I would like to use Whisper to fine tune it for a binary audio classification task, so I’m using the WhisperForAudioClassification
class and loading the pre-trained model like this:
WhisperForAudioClassification.from_pretrained("openai/whisper-tiny")
The resulting architecture is as follows
WhisperForAudioClassification(
(encoder): WhisperEncoder(
(conv1): Conv1d(80, 384, kernel_size=(3,), stride=(1,), padding=(1,))
(conv2): Conv1d(384, 384, kernel_size=(3,), stride=(2,), padding=(1,))

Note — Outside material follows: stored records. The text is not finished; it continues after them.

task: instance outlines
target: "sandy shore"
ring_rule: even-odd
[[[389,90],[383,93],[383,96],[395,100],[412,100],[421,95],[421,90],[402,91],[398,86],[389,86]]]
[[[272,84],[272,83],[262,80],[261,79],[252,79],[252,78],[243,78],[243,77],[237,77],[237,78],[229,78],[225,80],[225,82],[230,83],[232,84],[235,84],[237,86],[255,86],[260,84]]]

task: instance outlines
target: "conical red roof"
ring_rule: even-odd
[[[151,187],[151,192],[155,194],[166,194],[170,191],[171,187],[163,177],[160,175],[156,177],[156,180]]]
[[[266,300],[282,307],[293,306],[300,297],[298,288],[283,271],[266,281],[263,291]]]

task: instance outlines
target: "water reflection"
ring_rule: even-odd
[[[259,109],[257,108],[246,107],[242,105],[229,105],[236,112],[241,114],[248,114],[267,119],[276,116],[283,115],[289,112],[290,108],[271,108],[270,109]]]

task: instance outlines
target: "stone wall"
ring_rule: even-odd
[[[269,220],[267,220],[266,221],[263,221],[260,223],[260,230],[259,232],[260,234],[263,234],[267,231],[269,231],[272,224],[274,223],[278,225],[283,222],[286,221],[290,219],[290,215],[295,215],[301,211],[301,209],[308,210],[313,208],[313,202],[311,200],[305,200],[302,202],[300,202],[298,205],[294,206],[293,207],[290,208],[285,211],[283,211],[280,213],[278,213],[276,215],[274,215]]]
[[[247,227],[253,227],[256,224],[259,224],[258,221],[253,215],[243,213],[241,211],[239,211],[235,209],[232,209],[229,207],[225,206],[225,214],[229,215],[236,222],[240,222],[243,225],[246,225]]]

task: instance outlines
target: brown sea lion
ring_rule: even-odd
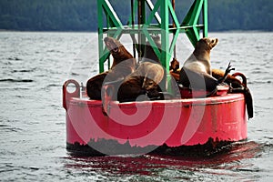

(embed_positions): Embedding(1500, 384)
(layers): ModuleList(
(0-3): 4 x WhisperEncoderLayer(
(self_attn): WhisperAttention(
(k_proj): Linear(in_features=384, out_features=384, bias=False)
(v_proj): Linear(in_features=384, out_features=384, bias=True)
(q_proj): Linear(in_features=384, out_features=384, bias=True)
(out_proj): Linear(in_features=384, out_features=384, bias=True)
)
(self_attn_layer_norm): LayerNorm((384,), eps=1e-05, elementwise_affine=True)
(activation_fn): GELUActivation()
(fc1): Linear(in_features=384, out_features=1536, bias=True)
(fc2): Linear(in_features=1536, out_features=384, bias=True)
(final_layer_norm): LayerNorm((384,), eps=1e-05, elementwise_affine=True)
)
)
(layer_norm): LayerNorm((384,), eps=1e-05, elementwise_affine=True)
)
(projector): Linear(in_features=384, out_features=256, bias=True)
(classifier): Linear(in_features=256, out_features=2, bias=True)
)
The issue here is that the last layer outputs two labels. How do I change the last layer so that it outputs just a single one? I have already tried to include a keyword argument num_labels=1
but it seems to get ignored.
The documentation talks about a config
argument that can be added to the from_pretrained
method that could solve my problem, but I’m not sure what to put there exactly.